A couple of people have already come out with these orchestrators. You can't just have Claude Code run Claude Code — it doesn't really work that way. You need something much more rich and complex. These things are already causing cost overruns, people are already freaking out about overruns. But they're pointing in the right direction directionally.
The one I'm building — this is what my desktop looks like right now. Up there, no IDE, just terminals. This is not for everyone. What I'm building is I'm automating my own workflow. I shopped it around all year. I went to a bunch of different people and said, "Here's what we need to build. This is the next form factor." And they're all like, "Eh, someone else could build that" — or they didn't know what I was talking about, because they're not in it pushing it harder than any human being.
Who else here runs 12 coding agents at the same time?
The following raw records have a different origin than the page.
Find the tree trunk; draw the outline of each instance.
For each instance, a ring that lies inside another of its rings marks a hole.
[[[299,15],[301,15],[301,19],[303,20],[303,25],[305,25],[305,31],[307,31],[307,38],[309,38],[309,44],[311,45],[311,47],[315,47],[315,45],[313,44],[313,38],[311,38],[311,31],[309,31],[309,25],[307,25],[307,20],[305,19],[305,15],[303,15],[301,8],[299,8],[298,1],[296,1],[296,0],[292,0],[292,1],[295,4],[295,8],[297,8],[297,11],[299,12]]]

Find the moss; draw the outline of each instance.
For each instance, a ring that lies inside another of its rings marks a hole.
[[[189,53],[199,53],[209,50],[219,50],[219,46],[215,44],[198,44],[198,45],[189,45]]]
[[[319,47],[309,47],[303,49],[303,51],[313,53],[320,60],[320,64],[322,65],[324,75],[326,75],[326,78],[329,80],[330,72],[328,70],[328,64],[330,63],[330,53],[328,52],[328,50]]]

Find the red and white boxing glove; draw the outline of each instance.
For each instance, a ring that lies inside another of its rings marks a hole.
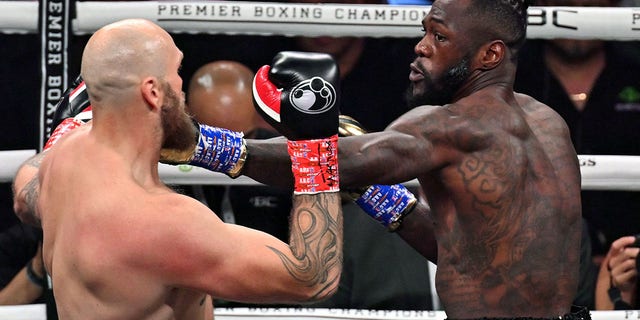
[[[89,102],[89,93],[82,76],[76,78],[62,95],[62,99],[58,101],[51,127],[57,127],[68,118],[77,118],[85,122],[91,120],[91,102]]]
[[[253,80],[258,112],[289,139],[295,194],[337,192],[340,74],[328,54],[285,51]]]
[[[58,140],[69,131],[84,125],[91,120],[91,103],[87,87],[79,76],[73,85],[65,91],[56,105],[53,115],[53,132],[44,145],[43,151],[51,148]]]
[[[328,54],[280,52],[253,80],[258,112],[289,140],[329,137],[338,131],[340,73]]]

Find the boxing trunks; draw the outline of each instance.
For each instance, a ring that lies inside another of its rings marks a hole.
[[[447,318],[446,320],[456,320]],[[534,318],[534,317],[515,317],[515,318],[477,318],[467,320],[591,320],[591,314],[585,307],[572,307],[571,313],[567,313],[562,317],[556,318]]]

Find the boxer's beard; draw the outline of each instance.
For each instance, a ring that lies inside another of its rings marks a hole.
[[[163,84],[165,103],[162,105],[163,149],[185,150],[194,146],[195,126],[191,117],[184,111],[184,101],[171,89],[168,83]]]
[[[422,105],[445,105],[453,102],[453,97],[458,92],[462,84],[471,74],[471,63],[469,57],[464,57],[458,64],[447,69],[442,77],[434,80],[427,70],[422,66],[417,67],[422,71],[424,79],[424,91],[421,94],[413,94],[412,83],[407,90],[406,98],[409,108]]]

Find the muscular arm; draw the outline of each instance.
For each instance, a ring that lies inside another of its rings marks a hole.
[[[432,121],[434,132],[439,134],[444,130],[438,121],[445,122],[436,119],[446,115],[430,114],[429,111],[422,108],[409,113],[384,132],[341,137],[338,148],[341,186],[346,189],[371,184],[402,183],[441,165],[445,157],[429,153],[433,147],[424,138],[426,133],[421,132],[420,128],[423,128],[425,122]],[[243,173],[266,184],[290,183],[290,162],[284,141],[249,141],[250,156]],[[259,170],[265,167],[269,170]],[[432,230],[430,209],[424,204],[418,204],[404,219],[398,234],[424,257],[436,262],[437,246]]]
[[[340,183],[360,187],[396,184],[430,170],[425,140],[387,129],[384,132],[340,138]]]
[[[39,153],[25,161],[13,179],[13,210],[22,222],[40,227],[36,211],[38,200],[38,169],[45,153]]]
[[[412,160],[418,157],[419,143],[415,137],[394,130],[340,137],[340,185],[395,184],[415,178],[419,170]],[[249,140],[247,148],[244,175],[268,185],[293,185],[286,140]]]
[[[287,152],[286,138],[248,139],[247,151],[248,157],[242,169],[243,175],[264,184],[293,188],[291,158]],[[339,159],[342,161],[341,158]],[[265,168],[269,169],[265,170]]]
[[[156,270],[168,285],[225,300],[324,299],[337,290],[342,271],[340,195],[295,195],[293,201],[288,244],[264,232],[225,224],[190,199],[189,204],[177,204],[182,208],[178,215],[165,214],[170,212],[165,204],[156,228],[166,233],[148,239],[149,251],[138,248],[131,257],[144,260],[141,270]],[[190,209],[185,210],[187,205]],[[138,246],[140,236],[132,236],[131,242]]]
[[[303,302],[327,298],[337,290],[342,272],[342,227],[339,193],[293,196],[289,246],[269,249],[286,268],[286,277],[314,288]]]
[[[423,257],[438,264],[438,247],[433,233],[431,210],[418,202],[416,207],[402,222],[398,235]]]
[[[437,137],[446,132],[447,117],[444,111],[421,107],[382,132],[340,137],[340,185],[402,183],[443,165],[451,153],[435,148]],[[425,128],[430,131],[423,131]],[[242,174],[268,185],[292,185],[285,139],[248,140],[247,148]]]

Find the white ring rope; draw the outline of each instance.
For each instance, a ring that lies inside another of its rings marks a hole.
[[[444,320],[444,311],[320,308],[216,308],[216,320]],[[640,319],[640,311],[591,311],[593,320]],[[0,306],[3,320],[46,320],[44,304]]]
[[[45,304],[25,304],[18,306],[0,306],[2,320],[46,320]]]
[[[216,320],[445,320],[444,311],[322,308],[217,308]],[[640,319],[640,311],[590,311],[593,320]]]
[[[38,32],[37,1],[0,1],[0,32]],[[73,33],[123,18],[170,32],[419,37],[429,6],[234,1],[78,1]],[[640,40],[640,8],[530,7],[529,38]]]
[[[0,151],[0,182],[10,182],[22,162],[35,150]],[[640,191],[640,156],[579,155],[583,190]],[[241,176],[231,179],[222,173],[190,165],[160,164],[160,178],[167,184],[256,185],[259,182]],[[417,185],[417,181],[407,182]]]
[[[0,1],[0,31],[36,33],[38,1]]]

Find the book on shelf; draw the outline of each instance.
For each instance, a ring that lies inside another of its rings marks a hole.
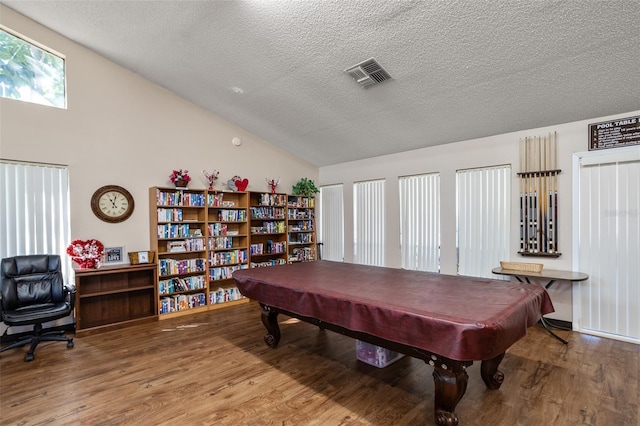
[[[184,241],[169,241],[167,243],[167,249],[171,253],[187,251]]]

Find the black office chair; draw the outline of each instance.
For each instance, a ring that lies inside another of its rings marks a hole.
[[[66,341],[73,347],[73,339],[63,331],[42,332],[42,324],[64,318],[73,312],[75,289],[64,285],[60,256],[32,255],[2,259],[0,281],[0,318],[9,327],[33,325],[33,334],[2,349],[31,344],[25,361],[33,361],[33,352],[42,341]],[[7,335],[7,328],[3,336]]]

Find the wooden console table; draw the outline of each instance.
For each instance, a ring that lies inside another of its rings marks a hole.
[[[155,263],[74,271],[76,337],[158,319]]]
[[[516,271],[513,269],[504,269],[501,267],[493,268],[491,270],[494,274],[498,275],[509,275],[515,277],[519,282],[532,284],[530,279],[539,279],[541,280],[540,284],[544,285],[544,288],[547,290],[556,282],[556,281],[568,281],[570,283],[574,283],[577,281],[585,281],[589,278],[589,275],[583,272],[574,272],[574,271],[558,271],[555,269],[542,269],[540,272],[529,272],[529,271]],[[546,283],[545,283],[546,282]],[[551,331],[549,328],[549,323],[545,320],[544,316],[540,319],[542,326],[547,330],[549,334],[553,337],[564,343],[567,342],[562,337],[558,336],[556,333]]]

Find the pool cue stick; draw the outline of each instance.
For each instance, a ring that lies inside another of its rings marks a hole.
[[[542,251],[547,253],[549,251],[549,234],[547,233],[547,226],[548,226],[548,222],[549,222],[549,217],[547,216],[547,168],[548,168],[548,164],[547,164],[547,143],[548,143],[548,138],[544,138],[544,143],[543,143],[543,164],[542,164],[542,170],[545,170],[544,173],[541,174],[540,179],[542,181],[542,188],[540,188],[540,200],[543,203],[542,206],[542,214],[544,217],[544,222],[542,223]]]
[[[553,134],[554,170],[558,170],[558,134]],[[558,172],[553,173],[553,251],[558,252]]]
[[[549,169],[550,170],[555,170],[555,161],[554,161],[554,155],[553,155],[553,150],[554,150],[554,138],[550,137],[549,138]],[[554,253],[554,242],[556,240],[556,223],[555,223],[555,219],[553,217],[553,176],[554,176],[555,172],[551,172],[549,174],[549,190],[547,191],[548,197],[549,197],[549,252],[550,253]]]
[[[548,144],[548,152],[547,152],[547,170],[553,170],[553,139],[551,137],[549,137],[549,144]],[[549,247],[548,247],[548,251],[549,253],[553,252],[553,240],[554,240],[554,232],[553,232],[553,215],[551,214],[551,186],[552,186],[552,178],[553,178],[553,172],[549,171],[547,173],[546,179],[547,179],[547,187],[545,189],[545,193],[544,196],[547,199],[547,239],[549,241]]]
[[[524,251],[524,148],[523,148],[523,140],[520,138],[518,143],[518,150],[520,154],[520,176],[519,176],[519,186],[520,186],[520,251]]]
[[[529,172],[532,173],[529,175],[529,183],[530,183],[530,191],[531,191],[531,227],[529,229],[529,235],[531,239],[531,251],[536,252],[536,181],[535,174],[533,172],[536,170],[536,138],[535,136],[531,139],[531,167],[529,167]]]
[[[542,169],[542,161],[541,161],[541,153],[542,153],[542,138],[538,136],[536,143],[536,251],[539,252],[542,250],[542,213],[541,213],[541,203],[540,203],[540,170]]]
[[[527,137],[527,173],[531,172],[531,138]],[[533,241],[531,241],[531,176],[527,174],[527,251],[532,251]]]
[[[524,194],[522,193],[522,176],[520,176],[520,251],[524,250],[524,211],[522,210],[522,202],[524,200]]]

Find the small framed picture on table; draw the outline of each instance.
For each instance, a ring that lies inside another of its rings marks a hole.
[[[132,265],[139,265],[141,263],[153,263],[155,252],[153,251],[130,251],[129,261]]]
[[[105,247],[104,264],[115,265],[124,262],[124,247]]]

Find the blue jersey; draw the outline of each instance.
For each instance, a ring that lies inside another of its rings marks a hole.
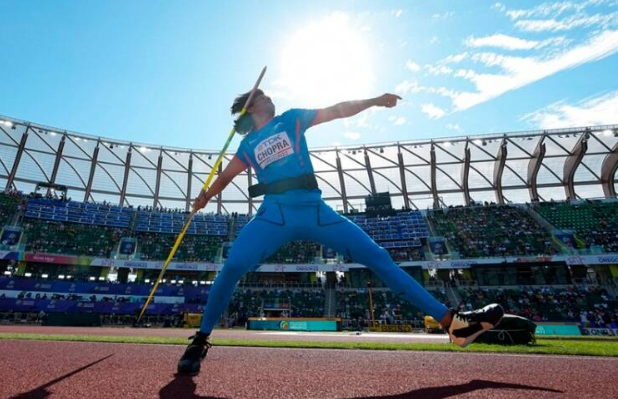
[[[260,183],[313,173],[305,131],[317,113],[314,109],[291,109],[274,117],[243,139],[236,156],[253,168]]]

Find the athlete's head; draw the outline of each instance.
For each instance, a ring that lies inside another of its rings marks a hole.
[[[247,102],[249,94],[251,94],[251,92],[241,94],[234,99],[234,103],[230,108],[232,115],[236,115],[242,111],[242,107],[245,105],[245,102]],[[273,104],[270,97],[265,95],[260,89],[255,91],[251,103],[247,105],[247,113],[234,122],[237,133],[245,135],[255,128],[255,120],[252,114],[267,115],[271,118],[275,116],[275,104]]]

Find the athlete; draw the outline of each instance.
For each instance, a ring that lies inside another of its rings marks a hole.
[[[238,114],[249,93],[234,100],[232,115]],[[339,215],[322,201],[309,158],[305,132],[312,126],[347,118],[370,107],[392,108],[401,97],[379,97],[347,101],[332,107],[291,109],[275,116],[275,105],[261,90],[255,93],[247,113],[236,121],[236,131],[245,138],[227,167],[212,186],[195,199],[202,209],[239,173],[252,168],[258,184],[249,188],[252,197],[265,195],[257,214],[234,241],[228,258],[208,295],[200,330],[178,363],[180,374],[196,375],[211,347],[210,333],[227,308],[236,284],[280,246],[294,240],[310,240],[348,255],[368,266],[394,293],[439,320],[456,345],[465,347],[502,318],[500,305],[471,312],[448,309],[404,272],[388,251],[376,244],[360,227]]]

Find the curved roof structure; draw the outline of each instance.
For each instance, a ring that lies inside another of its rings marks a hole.
[[[0,116],[0,188],[30,192],[55,183],[74,200],[188,210],[217,154]],[[618,191],[618,125],[313,148],[310,155],[323,198],[345,212],[386,191],[394,207],[413,209],[610,198]],[[255,182],[247,170],[206,209],[253,213],[259,201],[247,187]]]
I may be the only person who's stupid enough to do that. Wait, I saw a hand up — are you stupid like me? Because it's stupid. But I push it that hard to see what the boundaries are and what tooling we're missing. And I learned a lot, and now I'm building it.
I was hoping to unveil it on stage today, but I only started three weeks ago. I had this huge revelation that there's only one way to solve this problem. I'm automating workflows — the workflows that Gene and I documented in our book, the ones I use every day, all day long. Anybody here know how you automate workflows? There's only one way to do it. Come on, someone shout it out. Where's Cornelia?
Temporal.
Everybody who's trying to solve this problem without Temporal — which is a third-party software package that came from Uber, actually; Max, who invented it, invented it when he was at Google with me, and Google was like, "Nah, we don't want it, we already got 50 workflow engines, what do we need another one for?" So he went to Uber, and now Uber runs on Temporal and Netflix runs on Temporal, and everybody who has workflows that actually work runs on Temporal — everybody trying to do this without Temporal is going to struggle.
So I said, all right, Temporal is going to be the substrate for the next agent orchestration. And I've been coding literally 12 to 15 hours a day. My agents are still running in the background right now; I can't let them stop.
And I'm building a system called Vibe Coder. What else would it be called? What it's gonna do is it's going to be just like a coding agent, except it's going to do all of the stuff that you currently have to tell your engineers to do. Do a code review now. Make sure it still compiles. Go check that you didn't break the security stuff. Fix the tests. All this routine work that you gotta deal with with coding agents — it's gonna be handled for you. So by the time you see it, it's gonna be beautiful. And Bruno has volunteered to be my guinea pig.
So with that — that's the future. You gotta learn coding agents now. You gotta keep your eye open for when coding agents get better with systems like the orchestrators — like Repo Agent, Conductor, my Vibe Coder that's coming, and any others. Only use the ones that use Temporal. And then — the call to action: now's the time. Anybody in your organization who's still using chat, you need to have that talk with them. You have to say, "That was really cool like six months ago." Okay, so have the chat.
And lastly, the workshop was amazing. It really went really, really well. People are still coding on their projects from the workshop — who's still coding on their project from the workshop? Look at that, hands up all over the place. This really was a lot of people's first experience with one of these coding agents. It will expand your horizons. So if you liked it, if you're interested in the workshop, if you want to see more of this — DM me or put in a little emoji on the message that Gene's gonna put into the channel, and we'll get in touch with you and get the workshop to you. Because this is the best way to get started.
And with that, thank you for listening.